AD ASTRA - WE ARE ALL MADE OF STARS

Le cinéma de James Gray, c'est avant tout un cinéma de personnages. Des personnages non pas célèbres pour leurs excentricités scénaristiques, mais pour leurs liens tissés autour d'un seul, constellation narrative où les trahisons, mensonges et déceptions guettent en permanence au loin. Cinéaste de l'intime, c'est dans - à l'heure actuelle ! - Ad Astra, sur le papier sa fresque la plus démesurée et la plus ambitieuse, qu'il rejoint les enjeux personnels à ceux macroscopiques, sans pour autant l'ignorer totalement.

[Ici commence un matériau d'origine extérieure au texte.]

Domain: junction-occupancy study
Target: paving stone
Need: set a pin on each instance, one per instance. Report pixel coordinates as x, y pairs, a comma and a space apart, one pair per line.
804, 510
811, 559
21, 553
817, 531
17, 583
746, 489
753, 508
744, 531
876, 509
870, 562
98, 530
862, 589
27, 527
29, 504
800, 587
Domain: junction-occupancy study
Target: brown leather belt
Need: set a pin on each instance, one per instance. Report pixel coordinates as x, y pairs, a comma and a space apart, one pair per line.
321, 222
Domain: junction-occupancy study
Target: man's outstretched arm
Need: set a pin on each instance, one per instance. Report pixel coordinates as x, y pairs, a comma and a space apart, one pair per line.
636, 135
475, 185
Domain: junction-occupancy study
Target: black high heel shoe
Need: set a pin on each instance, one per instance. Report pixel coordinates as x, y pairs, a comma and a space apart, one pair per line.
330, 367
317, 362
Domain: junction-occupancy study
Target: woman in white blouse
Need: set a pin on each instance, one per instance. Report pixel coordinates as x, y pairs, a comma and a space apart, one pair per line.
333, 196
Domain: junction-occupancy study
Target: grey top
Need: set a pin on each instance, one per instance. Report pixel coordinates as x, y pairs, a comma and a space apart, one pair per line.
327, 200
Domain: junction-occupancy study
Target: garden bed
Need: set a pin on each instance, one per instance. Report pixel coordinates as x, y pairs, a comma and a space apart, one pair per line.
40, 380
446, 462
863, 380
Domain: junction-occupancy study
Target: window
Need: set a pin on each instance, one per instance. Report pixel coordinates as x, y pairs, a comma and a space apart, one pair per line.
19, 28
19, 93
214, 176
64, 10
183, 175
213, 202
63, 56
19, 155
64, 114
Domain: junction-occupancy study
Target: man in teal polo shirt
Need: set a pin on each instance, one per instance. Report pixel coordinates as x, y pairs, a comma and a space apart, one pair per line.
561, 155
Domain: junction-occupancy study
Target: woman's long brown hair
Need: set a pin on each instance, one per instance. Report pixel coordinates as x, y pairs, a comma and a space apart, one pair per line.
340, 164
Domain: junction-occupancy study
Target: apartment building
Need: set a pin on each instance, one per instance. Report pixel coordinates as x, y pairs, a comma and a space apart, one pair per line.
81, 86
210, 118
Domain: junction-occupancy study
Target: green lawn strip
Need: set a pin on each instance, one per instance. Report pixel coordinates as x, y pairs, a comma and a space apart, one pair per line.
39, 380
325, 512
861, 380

Brad Pitt, superstar au firmament depuis de nombreuses années, était le candidat idéal au premier rôle du film, par son incapacité à être "Monsieur-tout-le-monde". Héros d'un récit dont il couvre presque tous les plans, il est la représentation parfaite de la théorie Campbellienne du héros aux mille visages. Relecture fidèle du mythe quitte à replonger directement dans les aventures homériques, Ad Astra s'emploie à réutiliser de nombreuses œuvres de science-fiction, quitte à même se faire rejoindre les deux adaptations du livre Solaris de Stanislas Lem dans de nombreuses scènes par l'utilisation maligne de la "Hard SF", pour les faire absorber par son protagoniste, ogre du cinéma hollywoodien, qui les transcende par sa propre quête intime. Il n'est donc pas un hasard que sa dernière métamorphose avant le dernier acte, soit une figure qui ressemble de manière troublante à son propre faciès dans L'Armée des 12 Singes de Terry Gilliam, croisement ici entre la carrière de son acteur-personnage de 55 ans qui remonte le temps au fur et à mesure qu'il s'enfonce dans l'abîme, quitte à retrouver des souvenirs et sensations d'enfance avant la rencontre avec son père; et la caractérisation de sa folie qui s'invite dans un caractère presque autistique de celui-ci.

Figure vide, dépourvue de toute émotion car "entraînée" pour pallier à tout éventualité spatiale, Roy McBride est à l'image du film, un personnage qui prend sens au fur et à mesure que la mission l'habite personnellement, dont la précision clinique et froide dévoile un côté anti-spectaculaire au film, qui s'amuse à prendre à contre-pied ses prédécesseurs du genre. Chaque action vouée à offrir un divertissement n'est provoquée que par la profusion d'événements involontaires qui trouvent ensemble une coïncidence hasardeuse. C'est en cela que James Gray livre un film jamais loin d'être suicidaire: il rend Brad Pitt en permanence faussement actif pour coller au réalisme spatial, mais aussi au refus d'autrui des astronautes après leurs missions, que le réalisateur américain aurait étudié avant la production du film. La mission spatiale devient alors une mission intérieure, puisque l'espace est devenu un terrain trop conquis: il n'est pas impossible de trouver plus déceptif que merveilleux l'alunissage du protagoniste, où apparaît en bord cadre une gigantesque station spatiale qui signifie à elle seule que la galaxie n'est plus un secret depuis bien longtemps. 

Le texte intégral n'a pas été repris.